Video Question Answering (VideoQA) has made significant strides by leveraging multimodal learning to align visual and textual modalities. However, current benchmarks overwhelmingly focus on questions answerable through explicit visual content - actions, objects, and events directly observable within individual frames or short clips. In contrast, creative and cinematic videos - such as movies, TV shows, and narrative-driven content - employ storytelling techniques that deliberately omit certain depictions, requiring viewers to infer motives, relationships across discontinuous frames with disjoint visual contexts. Humans naturally excel at such implicit reasoning, seamlessly integrating information across time and context to construct coherent narratives. Yet current benchmarks fail to capture this essential dimension of human-like understanding. To bridge this gap, we present ImplicitQA, a novel benchmark specifically designed to test VideoQA models on human-like implicit reasoning. ImplicitQA comprises 1K meticulously annotated QA pairs drawn from 1K high-quality creative video clips covering 15 genres across 7 decades of content. Questions are systematically categorized into nine key reasoning dimensions: lateral and vertical spatial reasoning, depth and proximity, viewpoint and visibility, motion and trajectory, causal and motivational reasoning, social interactions, physical context, and inferred counting. These annotations are deliberately challenging, crafted by authors, validated through multiple annotators, and benchmarked against human performance to ensure high quality. Our extensive evaluations on 11 leading VideoQA models reveals consistent and significant performance degradation, underscoring their reliance on surface-level visual cues and highlighting the difficulty of implicit reasoning. https://huggingface.co/datasets/ucf-crcv/ImplicitQA.

Paper Structure

This paper contains 32 sections, 25 figures, 6 tables.

Figures (25)

  • Figure 1: ImplicitQA examples, each targeting a distinct implicit‐reasoning dimension. (a) Lateral spatial reasoning-identifying the toy opposite the wizard clock by mentally mapping objects across the scene. (b) Motion and trajectory dynamics-inferring that black bullets move away from Mario by integrating actions and character positions. (c) Inferred counting-determining which animal is the third to leave a bridge by tracking sequential departures that are never fully visible onscreen.
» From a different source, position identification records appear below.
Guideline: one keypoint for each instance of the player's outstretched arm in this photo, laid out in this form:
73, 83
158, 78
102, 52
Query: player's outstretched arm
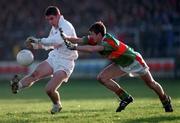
74, 40
90, 48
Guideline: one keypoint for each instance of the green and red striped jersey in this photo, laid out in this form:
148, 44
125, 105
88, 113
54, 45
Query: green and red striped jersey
115, 50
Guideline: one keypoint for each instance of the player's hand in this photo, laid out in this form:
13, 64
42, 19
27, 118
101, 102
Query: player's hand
32, 39
71, 46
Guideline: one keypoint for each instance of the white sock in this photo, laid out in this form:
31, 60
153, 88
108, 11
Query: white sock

Models that excel at explicit perception often fail on these tasks, highlighting the need for benchmarks that probe deeper narrative understanding.
  • Figure 2: ImplicitQA Curation Pipeline. We begin by selecting creative video clips and download them. An expert‐annotator pool then uses our FrameQuiz Annotation Tool to (1) mark temporal segments, (2) add a multiple‑choice question and its correct answer for the segment, and (3) craft plausible distractor options. These annotated clips form the raw ImplicitQA Dataset. Next, a non‑expert annotator pool employs the ImplicitEval Annotation Tool to answer each question, yielding a human baseline accuracy score. We run GPT‑4.1openai2024gpt41 on the dataset to automatically assign initial category tags, which are then relabeled by the expert annotators.
  • Figure 3: Visualization of ImplicitQA statistics.
  • Figure 4: Question durations for each category.